5
votes

I'd like to use stat_density2D function with categorical variables but restraining my plot to high density areas, in order to reduce overlapping and increase legibility.

Let's take an example with the following data:

plot_data <-
  data.frame(X = c(rnorm(300, 3, 2.5), rnorm(150, 7, 2)),
             Y = c(rnorm(300, 6, 2.5), rnorm(150, 2, 2)),
             Label = c(rep('A', 300), rep('B', 150)))

ggplot(plot_data, aes(X, Y, colour = Label)) + geom_point()

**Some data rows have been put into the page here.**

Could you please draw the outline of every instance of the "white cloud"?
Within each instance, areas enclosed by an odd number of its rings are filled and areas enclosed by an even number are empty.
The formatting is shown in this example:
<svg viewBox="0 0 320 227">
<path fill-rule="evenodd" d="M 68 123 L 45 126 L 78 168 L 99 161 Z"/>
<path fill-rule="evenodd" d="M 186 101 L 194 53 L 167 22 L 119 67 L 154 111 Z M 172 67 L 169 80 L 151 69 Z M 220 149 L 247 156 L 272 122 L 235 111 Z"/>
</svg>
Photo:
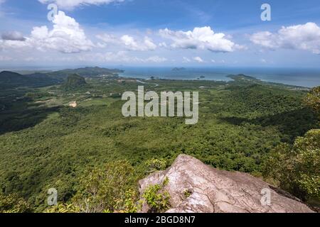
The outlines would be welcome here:
<svg viewBox="0 0 320 227">
<path fill-rule="evenodd" d="M 183 60 L 182 62 L 184 63 L 188 63 L 191 61 L 189 58 L 188 58 L 186 57 L 183 57 Z"/>
<path fill-rule="evenodd" d="M 31 40 L 38 50 L 53 49 L 62 52 L 88 51 L 93 47 L 75 20 L 59 11 L 53 20 L 53 29 L 46 26 L 35 27 Z"/>
<path fill-rule="evenodd" d="M 251 35 L 250 40 L 270 49 L 285 48 L 320 54 L 320 28 L 315 23 L 282 27 L 277 33 L 262 31 Z"/>
<path fill-rule="evenodd" d="M 210 27 L 195 28 L 193 31 L 159 30 L 161 37 L 173 41 L 173 48 L 208 50 L 212 52 L 233 52 L 243 48 L 229 40 L 223 33 L 215 33 Z"/>
<path fill-rule="evenodd" d="M 113 35 L 109 35 L 107 33 L 101 34 L 101 35 L 97 35 L 96 38 L 102 40 L 105 43 L 119 43 L 119 39 L 117 38 L 116 36 Z"/>
<path fill-rule="evenodd" d="M 2 61 L 10 61 L 11 60 L 12 60 L 12 58 L 10 57 L 0 55 L 0 62 L 2 62 Z"/>
<path fill-rule="evenodd" d="M 54 3 L 63 9 L 73 9 L 77 6 L 85 5 L 102 5 L 110 3 L 123 2 L 124 0 L 38 0 L 42 4 Z"/>
<path fill-rule="evenodd" d="M 30 37 L 24 38 L 24 40 L 18 40 L 16 37 L 14 39 L 11 37 L 10 39 L 0 41 L 0 47 L 28 47 L 41 51 L 53 50 L 63 53 L 88 51 L 93 48 L 92 43 L 87 38 L 79 23 L 74 18 L 66 16 L 64 12 L 59 11 L 53 23 L 52 30 L 49 30 L 47 26 L 34 27 Z"/>
<path fill-rule="evenodd" d="M 9 31 L 2 33 L 1 38 L 4 40 L 24 41 L 26 38 L 18 31 Z"/>
<path fill-rule="evenodd" d="M 137 40 L 129 35 L 124 35 L 118 38 L 114 35 L 107 33 L 97 35 L 96 38 L 103 41 L 106 46 L 108 44 L 117 45 L 125 48 L 127 50 L 148 51 L 154 50 L 157 48 L 153 40 L 147 36 L 145 36 L 142 40 Z"/>
<path fill-rule="evenodd" d="M 202 60 L 202 58 L 201 57 L 193 57 L 193 60 L 196 61 L 196 62 L 199 62 L 199 63 L 203 63 L 204 62 L 204 61 Z"/>
<path fill-rule="evenodd" d="M 151 56 L 139 57 L 131 56 L 126 51 L 107 52 L 105 53 L 87 54 L 78 56 L 78 60 L 86 62 L 128 62 L 128 63 L 161 63 L 168 61 L 165 57 Z"/>
<path fill-rule="evenodd" d="M 146 36 L 142 43 L 138 43 L 132 36 L 124 35 L 120 38 L 122 43 L 129 50 L 146 51 L 156 48 L 152 40 Z"/>
</svg>

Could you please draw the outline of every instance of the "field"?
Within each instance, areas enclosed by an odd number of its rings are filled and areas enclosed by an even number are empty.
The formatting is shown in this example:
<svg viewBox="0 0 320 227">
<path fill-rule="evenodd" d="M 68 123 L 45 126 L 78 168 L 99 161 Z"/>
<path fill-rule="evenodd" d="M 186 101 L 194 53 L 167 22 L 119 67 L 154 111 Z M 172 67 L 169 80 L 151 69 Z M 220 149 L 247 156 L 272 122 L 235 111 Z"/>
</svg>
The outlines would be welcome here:
<svg viewBox="0 0 320 227">
<path fill-rule="evenodd" d="M 270 150 L 314 128 L 316 116 L 302 104 L 306 91 L 234 79 L 143 81 L 146 90 L 199 91 L 194 126 L 178 117 L 123 117 L 121 94 L 142 84 L 133 79 L 90 78 L 88 86 L 73 90 L 59 85 L 3 89 L 0 190 L 18 194 L 41 211 L 49 188 L 67 202 L 90 167 L 126 160 L 139 179 L 147 174 L 146 161 L 164 158 L 169 166 L 181 153 L 261 176 Z"/>
</svg>

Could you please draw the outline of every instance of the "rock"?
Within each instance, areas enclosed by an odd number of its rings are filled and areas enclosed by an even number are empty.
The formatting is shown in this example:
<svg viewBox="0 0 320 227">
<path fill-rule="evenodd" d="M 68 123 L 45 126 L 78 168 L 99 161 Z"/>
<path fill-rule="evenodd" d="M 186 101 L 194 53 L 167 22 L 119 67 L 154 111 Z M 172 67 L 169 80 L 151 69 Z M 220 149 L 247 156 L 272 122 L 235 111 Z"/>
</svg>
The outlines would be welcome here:
<svg viewBox="0 0 320 227">
<path fill-rule="evenodd" d="M 185 155 L 166 170 L 140 180 L 140 194 L 166 177 L 164 190 L 169 193 L 171 205 L 167 213 L 314 212 L 298 199 L 249 174 L 217 170 Z M 268 193 L 270 203 L 265 199 Z M 149 210 L 144 204 L 142 212 Z"/>
</svg>

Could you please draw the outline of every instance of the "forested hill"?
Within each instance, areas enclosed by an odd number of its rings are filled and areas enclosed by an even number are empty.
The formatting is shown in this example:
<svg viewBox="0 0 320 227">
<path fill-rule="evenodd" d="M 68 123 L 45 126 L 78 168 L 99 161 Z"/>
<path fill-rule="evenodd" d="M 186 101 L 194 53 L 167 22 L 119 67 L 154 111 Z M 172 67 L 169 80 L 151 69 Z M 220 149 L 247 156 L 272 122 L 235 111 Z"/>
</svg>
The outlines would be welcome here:
<svg viewBox="0 0 320 227">
<path fill-rule="evenodd" d="M 98 76 L 117 77 L 118 74 L 122 72 L 120 70 L 110 70 L 97 67 L 63 70 L 49 72 L 35 72 L 28 74 L 3 71 L 0 72 L 0 87 L 2 89 L 17 87 L 40 87 L 62 83 L 70 74 L 76 74 L 81 77 L 90 78 Z"/>
<path fill-rule="evenodd" d="M 58 84 L 60 81 L 48 74 L 35 73 L 22 75 L 18 73 L 3 71 L 0 72 L 0 87 L 7 89 L 16 87 L 44 87 Z"/>
</svg>

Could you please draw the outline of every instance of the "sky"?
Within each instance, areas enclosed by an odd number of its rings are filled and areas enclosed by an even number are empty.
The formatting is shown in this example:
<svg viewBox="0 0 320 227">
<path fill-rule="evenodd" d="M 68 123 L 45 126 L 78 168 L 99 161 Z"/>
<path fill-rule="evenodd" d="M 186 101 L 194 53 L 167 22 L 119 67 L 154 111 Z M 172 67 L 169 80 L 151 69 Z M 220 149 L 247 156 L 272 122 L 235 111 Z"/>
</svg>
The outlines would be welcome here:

enter image description here

With a 2D-density plot we obtain overlapping densities

ggplot(plot_data, aes(X, Y)) + 
  stat_density_2d(geom = "polygon", aes(alpha = ..level.., fill = Label))

2D-density plot

Would it be possible to plot only high density areas (for instance level>0.03) ? The only solution I found is to "cheat" and manually modify the ..levels.. variable, either with step function or any power transformation, like in this simple example.

ggplot(plot_data, aes(X, Y)) + 
  stat_density_2d(geom = "polygon", aes(alpha = (..level..) ^ 2, fill = Label)) + 
  scale_alpha_continuous(range = c(0, 1))

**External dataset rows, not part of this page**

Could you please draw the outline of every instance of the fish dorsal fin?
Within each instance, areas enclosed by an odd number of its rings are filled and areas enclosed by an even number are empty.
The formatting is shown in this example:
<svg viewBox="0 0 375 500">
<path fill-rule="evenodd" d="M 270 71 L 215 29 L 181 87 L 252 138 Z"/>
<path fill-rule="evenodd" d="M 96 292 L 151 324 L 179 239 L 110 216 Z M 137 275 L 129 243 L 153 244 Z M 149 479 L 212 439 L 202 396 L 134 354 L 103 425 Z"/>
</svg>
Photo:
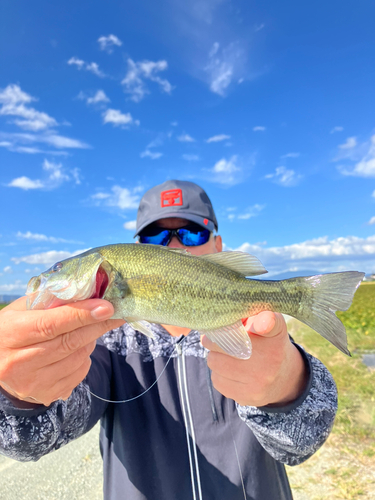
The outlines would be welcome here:
<svg viewBox="0 0 375 500">
<path fill-rule="evenodd" d="M 251 356 L 251 340 L 241 320 L 218 330 L 199 330 L 199 333 L 207 335 L 230 356 L 240 359 L 249 359 Z"/>
<path fill-rule="evenodd" d="M 245 252 L 219 252 L 201 255 L 202 259 L 227 267 L 242 276 L 257 276 L 268 271 L 257 257 Z"/>
</svg>

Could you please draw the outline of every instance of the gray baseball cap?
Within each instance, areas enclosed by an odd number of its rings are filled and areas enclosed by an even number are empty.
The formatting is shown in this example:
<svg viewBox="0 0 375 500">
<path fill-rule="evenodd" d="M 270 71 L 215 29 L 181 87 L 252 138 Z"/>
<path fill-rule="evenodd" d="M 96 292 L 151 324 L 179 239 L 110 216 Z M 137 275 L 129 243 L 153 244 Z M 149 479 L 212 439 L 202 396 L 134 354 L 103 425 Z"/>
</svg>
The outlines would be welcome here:
<svg viewBox="0 0 375 500">
<path fill-rule="evenodd" d="M 152 222 L 167 217 L 181 217 L 210 231 L 218 229 L 209 197 L 194 182 L 170 180 L 147 191 L 139 204 L 134 237 Z"/>
</svg>

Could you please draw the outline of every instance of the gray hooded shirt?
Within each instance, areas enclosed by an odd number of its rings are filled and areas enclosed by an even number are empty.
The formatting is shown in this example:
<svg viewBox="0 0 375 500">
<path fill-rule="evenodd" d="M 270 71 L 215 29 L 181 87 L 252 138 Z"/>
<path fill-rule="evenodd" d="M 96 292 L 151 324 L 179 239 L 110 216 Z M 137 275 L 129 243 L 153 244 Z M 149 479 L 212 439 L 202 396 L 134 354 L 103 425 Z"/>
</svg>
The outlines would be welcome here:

2D-density plot with squared levels

Instead of modifying ..levels.. variable, is it possible to ask ggplot2/stat_density2D function to focus only on a certain range of density levels? I've tried to play with range or limits arguments of scale_alpha_continuous function without any relevant result...

Thanks!

2
You can use limits in scale_alpha_continuous, and set a lower and upper bound. Everything outside will simply be ignored (by default).Axeman
Please make sure that the viewer can understand that the plotted areas do not encompass all data from that group.Axeman
Thanks for your answer but I am not sure that it'll be enough. I agree it would be logical but as far as I tried it does not work, see ggplot(plot_data, aes(X,Y))+stat_density_2d(geom="polygon", aes(alpha=..level.., fill=Label)) + scale_alpha_continuous(limits=c(0.1,0.04)). By the way you are right, this kind of modification must be explicitly stated and explainedJonas

2 Answers

4
votes

Option 1
By adding to stat_density_2d the argument bins you definitely avoid overplotting, control and draw the attention to a number of density areas in a very economical fashion.

set.seed(123)
plot_data <-
  data.frame(
    X = c(rnorm(300, 3, 2.5), rnorm(150, 7, 2)),
    Y = c(rnorm(300, 6, 2.5), rnorm(150, 2, 2)),
    Label = c(rep('A', 300), rep('B', 150))
  )
ggplot(plot_data, aes(X, Y, group = Label)) +
  stat_density_2d(geom = "polygon",
                  aes(alpha = ..level.., fill = Label),
                  bins = 4) 

enter image description here

Option 2
Assigning manually the colours, NA for those levels we do not want to plot. Main disadvantage, we should know the number of levels and colours needed in advance (or compute them). In my example with set.seed(123)we need 7.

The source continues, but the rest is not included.